Nothing had changed that I could see, but the terror in her eyes was a dagger twisting in my gut. I had survived the blight disease. I knew how it felt to fear my own body, to sense a wrongness taking hold.
Tilmorn clenched his giant fist, staring at it as though it had betrayed him.
“What do we do?” I asked. I despised the desperation in my voice.
Mercer stood and strode to the mosaic sea serpent coiled at the center of the tiled floor. “We should materialize to the woods and study its source.”
“And risk exposure to it?” I asked.
“Unless you’ve a better idea.” Tilmorn hiked up a brow and the faint, shiny scars marring his skin caught the light.
I didn’t know what to say. We didn’t even bother to reach an official consensus before the boys began to gather the weapons they wore out of habit and don their spring cloaks.

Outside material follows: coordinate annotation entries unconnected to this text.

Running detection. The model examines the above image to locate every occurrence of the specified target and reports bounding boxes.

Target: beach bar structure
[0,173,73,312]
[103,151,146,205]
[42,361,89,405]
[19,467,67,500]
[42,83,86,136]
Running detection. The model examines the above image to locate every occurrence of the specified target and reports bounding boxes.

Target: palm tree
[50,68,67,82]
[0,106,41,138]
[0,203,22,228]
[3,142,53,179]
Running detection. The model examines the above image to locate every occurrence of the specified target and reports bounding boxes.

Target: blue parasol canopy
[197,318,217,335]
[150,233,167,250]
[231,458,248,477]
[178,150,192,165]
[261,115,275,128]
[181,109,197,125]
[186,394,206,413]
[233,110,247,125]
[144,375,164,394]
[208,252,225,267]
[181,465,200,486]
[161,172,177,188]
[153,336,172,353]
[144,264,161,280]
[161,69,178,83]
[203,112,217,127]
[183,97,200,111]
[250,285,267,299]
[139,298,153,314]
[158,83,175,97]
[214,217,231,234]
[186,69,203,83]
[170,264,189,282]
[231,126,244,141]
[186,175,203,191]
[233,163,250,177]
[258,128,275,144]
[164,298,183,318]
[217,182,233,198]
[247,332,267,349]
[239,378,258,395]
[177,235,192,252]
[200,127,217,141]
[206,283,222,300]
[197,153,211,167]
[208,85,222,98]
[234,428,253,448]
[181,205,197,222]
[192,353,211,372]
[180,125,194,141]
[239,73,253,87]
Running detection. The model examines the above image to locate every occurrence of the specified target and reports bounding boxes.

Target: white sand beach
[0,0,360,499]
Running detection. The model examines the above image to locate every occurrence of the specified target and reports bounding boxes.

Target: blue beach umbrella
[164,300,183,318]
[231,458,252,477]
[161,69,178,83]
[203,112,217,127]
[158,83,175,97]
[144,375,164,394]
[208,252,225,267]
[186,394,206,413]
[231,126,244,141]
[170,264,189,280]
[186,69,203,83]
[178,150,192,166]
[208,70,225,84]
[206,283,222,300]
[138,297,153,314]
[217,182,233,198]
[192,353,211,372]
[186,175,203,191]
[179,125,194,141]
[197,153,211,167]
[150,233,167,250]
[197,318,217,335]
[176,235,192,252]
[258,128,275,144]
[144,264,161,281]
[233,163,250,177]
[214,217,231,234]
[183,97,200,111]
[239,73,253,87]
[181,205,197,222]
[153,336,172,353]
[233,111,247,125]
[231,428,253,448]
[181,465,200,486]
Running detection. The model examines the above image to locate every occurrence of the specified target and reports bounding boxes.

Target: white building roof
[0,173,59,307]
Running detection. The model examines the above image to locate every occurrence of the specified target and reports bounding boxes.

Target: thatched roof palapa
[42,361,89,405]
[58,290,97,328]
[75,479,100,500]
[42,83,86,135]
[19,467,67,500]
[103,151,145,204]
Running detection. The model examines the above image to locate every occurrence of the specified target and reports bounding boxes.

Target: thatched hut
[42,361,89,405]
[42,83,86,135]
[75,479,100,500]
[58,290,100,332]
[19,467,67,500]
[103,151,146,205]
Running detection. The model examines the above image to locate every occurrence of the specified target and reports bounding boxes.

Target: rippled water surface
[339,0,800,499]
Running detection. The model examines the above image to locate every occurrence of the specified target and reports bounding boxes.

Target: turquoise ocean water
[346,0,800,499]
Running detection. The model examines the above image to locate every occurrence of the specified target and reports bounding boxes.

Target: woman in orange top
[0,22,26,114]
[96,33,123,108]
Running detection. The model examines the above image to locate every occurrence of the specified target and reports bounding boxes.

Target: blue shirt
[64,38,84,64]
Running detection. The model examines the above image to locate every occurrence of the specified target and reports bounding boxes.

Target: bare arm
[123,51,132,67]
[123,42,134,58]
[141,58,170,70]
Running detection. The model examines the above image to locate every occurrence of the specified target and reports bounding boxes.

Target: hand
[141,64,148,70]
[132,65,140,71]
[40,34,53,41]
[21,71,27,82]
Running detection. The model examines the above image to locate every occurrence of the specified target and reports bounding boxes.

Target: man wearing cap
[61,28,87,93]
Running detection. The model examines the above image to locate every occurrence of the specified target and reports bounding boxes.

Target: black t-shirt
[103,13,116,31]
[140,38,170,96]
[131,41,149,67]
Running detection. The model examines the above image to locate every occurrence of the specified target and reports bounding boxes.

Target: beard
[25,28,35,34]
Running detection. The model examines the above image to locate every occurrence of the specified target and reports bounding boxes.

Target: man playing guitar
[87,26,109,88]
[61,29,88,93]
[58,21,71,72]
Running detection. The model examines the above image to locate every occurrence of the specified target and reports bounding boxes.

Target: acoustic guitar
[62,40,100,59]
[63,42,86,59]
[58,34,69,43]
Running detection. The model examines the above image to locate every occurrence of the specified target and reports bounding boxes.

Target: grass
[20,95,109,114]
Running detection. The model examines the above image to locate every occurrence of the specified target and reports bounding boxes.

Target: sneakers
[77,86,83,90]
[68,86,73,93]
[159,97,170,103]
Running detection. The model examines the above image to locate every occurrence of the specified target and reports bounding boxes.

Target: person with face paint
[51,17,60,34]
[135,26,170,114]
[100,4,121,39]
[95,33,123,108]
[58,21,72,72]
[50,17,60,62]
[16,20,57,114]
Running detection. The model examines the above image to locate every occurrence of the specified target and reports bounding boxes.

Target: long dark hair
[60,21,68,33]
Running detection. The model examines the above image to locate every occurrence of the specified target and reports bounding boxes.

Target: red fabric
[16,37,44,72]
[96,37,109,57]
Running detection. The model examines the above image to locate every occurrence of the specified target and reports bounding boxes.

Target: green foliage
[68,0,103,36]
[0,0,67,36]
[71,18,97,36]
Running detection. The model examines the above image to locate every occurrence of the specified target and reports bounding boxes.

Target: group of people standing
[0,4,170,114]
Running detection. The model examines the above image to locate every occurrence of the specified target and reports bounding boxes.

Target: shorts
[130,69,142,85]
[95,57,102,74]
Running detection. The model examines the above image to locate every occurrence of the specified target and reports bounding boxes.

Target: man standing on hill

Fabian’s mother, Queen Jessa, had so gracefully commanded the powerful people who used to occupy this room. Yet here we were, acting on rash ideas, no strategy in sight. Glancing up at the rows of em
pty seats where many noble leaders once sat, I wondered whether we would ever truly fill those spaces that death had left vacant.
I wondered whether King Agmur was right to doubt our competency.
I nearly admonished Mercer and the others for being so impetuous. But this was Rynna at stake. And Wenryn. So I was silent.
Mercer pecked a farewell kiss on my cheek and followed Tilmorn, Devorian, and Melkior as they flung open the chamber doors. They would materialize as soon as they passed through the magical barrier, beyond the front gates that faced the city.
“Be careful!” I called after them, feeling like a young girl excluded from a rough-and-tumble boys’ game. As far as they knew, I possessed no elicrin stone and could not come. Fabian brushed a kiss on my temple and followed the others, his steps confident.
When I could no longer see him retreating, I reentered the meeting chamber. Rynna stood with her back to me, looking east over the bay. I felt yanked in two directions; I wanted to stay and comfort her, bask in her presence to ease the dark fear squirming in my heart. But I also wanted to join the others and defeat this scourge through outright determination.
Huffing a decisive breath, I turned and started the journey back to my upstairs quarters, pacing past servants lighting lamps in the corridors. Rynna followed me.
“What are you doing?” she asked.
“I’m going with them. I’m going to materialize.”
“Have you even learned to do that yet?”
“No.” I checked to make sure my room was empty and locked the door behind Rynna. I shoved aside the beaded crimson curtain of my boudoir and yanked open the bottom drawer of my wardrobe, tossing out undergarments as I hunted for the volume of basic elicrin enchantments Valory had given me. Rynna caught a lace corset, eyeing its rigid shape with a mixture of intrigue and mistrust.
“I understand that you want to take action,” she said. “But this is dangerous.”
“How hard could it be?” I asked. “You say the spell and you imagine where you want to go.” I hauled out the heavy book and plopped it on my desk. It exhaled a puff of dust as I began to riffle through pages of Old Nisseran spells. I had a proclivity for languages and already knew many of the spells by heart, though I’d have to ask Valory about the pronunciation of the more complicated ones.